Eso es lo que tocó ayer.
Estábamos Prizz y yo preparándonos para pasar una bonita noche atrincherada, escapando de los alaridos futboleros vecinales, cuando al ir a cerrar la ventana de la habitación vi alucinando pepinos, como TODA la basura del barrio giraba enloquecidamente en una espiral de desenfreno y caos. Coño, ¿qué es eso? Parecía un pequeño tornado. Pequeño, considerando las dimensiones de uno de los que se ven por la tele... éste era de andar por casa pero acojonaba igualmente... sobretodo al ver el coche aparcado en la calle. ¡¡El coche!!
En esta zona las tormentas de dos minutos son famosas. Dos minutos para destrozarlo todo parece poco tiempo, pero solo hay que fijarse en los terremotos, que duran segundos. Mientras pensaba, escuché las sábanas tendidas pidiendo socorro. Cerré la ventana y llamé a Prizz para que me ayudase a recogerlas. Al salir al balcón ya había empezado todo. Casi no tuvimos huevos de quitarlas, y menos mal que me acordé, porque hubiesen volado arrancadas de la cuerda, seguro. La cosa ya me preocupó en ese momento. Cerrar el balcón y pensar que los cristales van a reventar no es una buena señal. Y el coche en la calle. Y teniendo garaje...
Decidimos en un momento que igual nos daba tiempo de meterlo. El garaje es el del señor R, que vive algo lejos de casa, unos siete minutos a pié. Siete minutos no parece demasiado en circunstancias normales, pero ayer...
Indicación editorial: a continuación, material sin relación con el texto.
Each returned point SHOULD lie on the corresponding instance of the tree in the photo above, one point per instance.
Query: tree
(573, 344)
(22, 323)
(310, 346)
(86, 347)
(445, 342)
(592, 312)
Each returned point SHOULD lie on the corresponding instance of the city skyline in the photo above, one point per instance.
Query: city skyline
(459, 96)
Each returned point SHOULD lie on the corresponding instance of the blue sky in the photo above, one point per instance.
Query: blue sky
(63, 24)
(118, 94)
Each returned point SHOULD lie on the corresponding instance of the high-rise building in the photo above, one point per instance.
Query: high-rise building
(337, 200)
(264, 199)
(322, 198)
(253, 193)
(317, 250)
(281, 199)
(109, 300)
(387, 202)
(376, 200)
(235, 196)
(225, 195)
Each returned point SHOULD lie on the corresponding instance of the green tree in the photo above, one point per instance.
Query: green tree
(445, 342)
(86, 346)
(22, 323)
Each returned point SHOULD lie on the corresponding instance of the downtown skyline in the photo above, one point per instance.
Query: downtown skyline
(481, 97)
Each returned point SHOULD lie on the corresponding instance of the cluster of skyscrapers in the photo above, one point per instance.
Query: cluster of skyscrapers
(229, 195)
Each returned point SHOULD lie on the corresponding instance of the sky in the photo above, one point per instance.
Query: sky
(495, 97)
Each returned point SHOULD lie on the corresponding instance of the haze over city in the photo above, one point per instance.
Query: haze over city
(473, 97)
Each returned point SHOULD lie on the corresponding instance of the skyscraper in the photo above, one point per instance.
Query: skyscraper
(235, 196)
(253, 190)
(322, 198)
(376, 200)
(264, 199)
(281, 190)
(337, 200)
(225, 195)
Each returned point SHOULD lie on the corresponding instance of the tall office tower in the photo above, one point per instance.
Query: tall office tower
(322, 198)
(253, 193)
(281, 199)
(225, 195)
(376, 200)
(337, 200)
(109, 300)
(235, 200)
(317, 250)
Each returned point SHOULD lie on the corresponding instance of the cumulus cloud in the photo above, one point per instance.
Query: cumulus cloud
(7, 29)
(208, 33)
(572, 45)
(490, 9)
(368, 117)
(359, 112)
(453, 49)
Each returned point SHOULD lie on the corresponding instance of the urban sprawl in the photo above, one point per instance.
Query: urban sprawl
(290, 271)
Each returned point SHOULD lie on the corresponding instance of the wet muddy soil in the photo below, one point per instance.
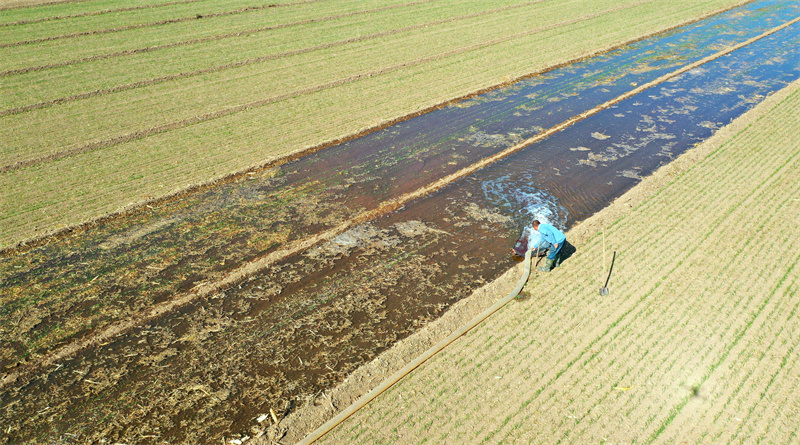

Agarramos lo primero que pillamos, porque ya estábamos en pijama, y salimos. Al llegar al portal se fue la luz de toda la calle.
Cogimos el coche, y al girar la esquina vimos como pasaba un árbol perseguido de cerca por una valla de obras. Oh, oh... Sería irónico que por querer guardar el coche por miedo al granizo nos fuésemos a escalabrar nosotros... pero joder, es que el coche solo tiene tres años, y verlo completamente abollado ya me estaba doliendo igualmente. Aquí cuando graniza, GRANIZA.
El plan era llegar hasta el garaje, y si la tormenta se había desatado esperar en el portal y verla desde allí, que remedio.
Cuando tocó chufa fue todo un alivio.
Al salir, paramos unos segundos en el mismo porche para que Prizz se quitase una piedra de la bota. En ese momento se fueron todas las luces (otra vez). Tuve como una especie de visión apocalíptica espeluznante. Se escuchaba silbar el viento, un rugido tremendo de un trueno permanente, cada tres segundos se hacía de día con una serie de varios relámpagos seguidos, y... de fondo, la musiquilla de las sirenas de policía y bomberos que corrían por toda la ciudad. Para poner la guinda, España marcó en ese momento y los gritos se sumaron a todo lo demás.
Corrimos. Corrimos con los talones pegando al culo. Yo solo pensaba en si algún lumbreras había dicho que cuando hay tormenta eléctrica no se debe correr, pero no me acordaba. No se puede ir bajo los árboles, ni llevar nada metálico, ¿no? Pero lo de correr no lo tenía muy claro. En cualquier caso no dejábamos de hacerlo. Las tormentas eléctricas me ponen los pelos de punta. Me dan pavor (y si me pillan fuera, para que quieres más, Tomás) Lo más inquietante era que en la calle no había ni un alma. Si una farola impacta en nuestras cabezas nadie nos hubiese socorrido.
Al llegar a la última esquina ya había empezado a reducir. Nada de granizo, entonces.
Los bomberos estaban frente a la casa de Mon Mère y me asusté. Un par de árboles habían caído sobre un coche. Un coche aparcado tres metros delante de donde había estado el nuestro. Buff, que mal rato.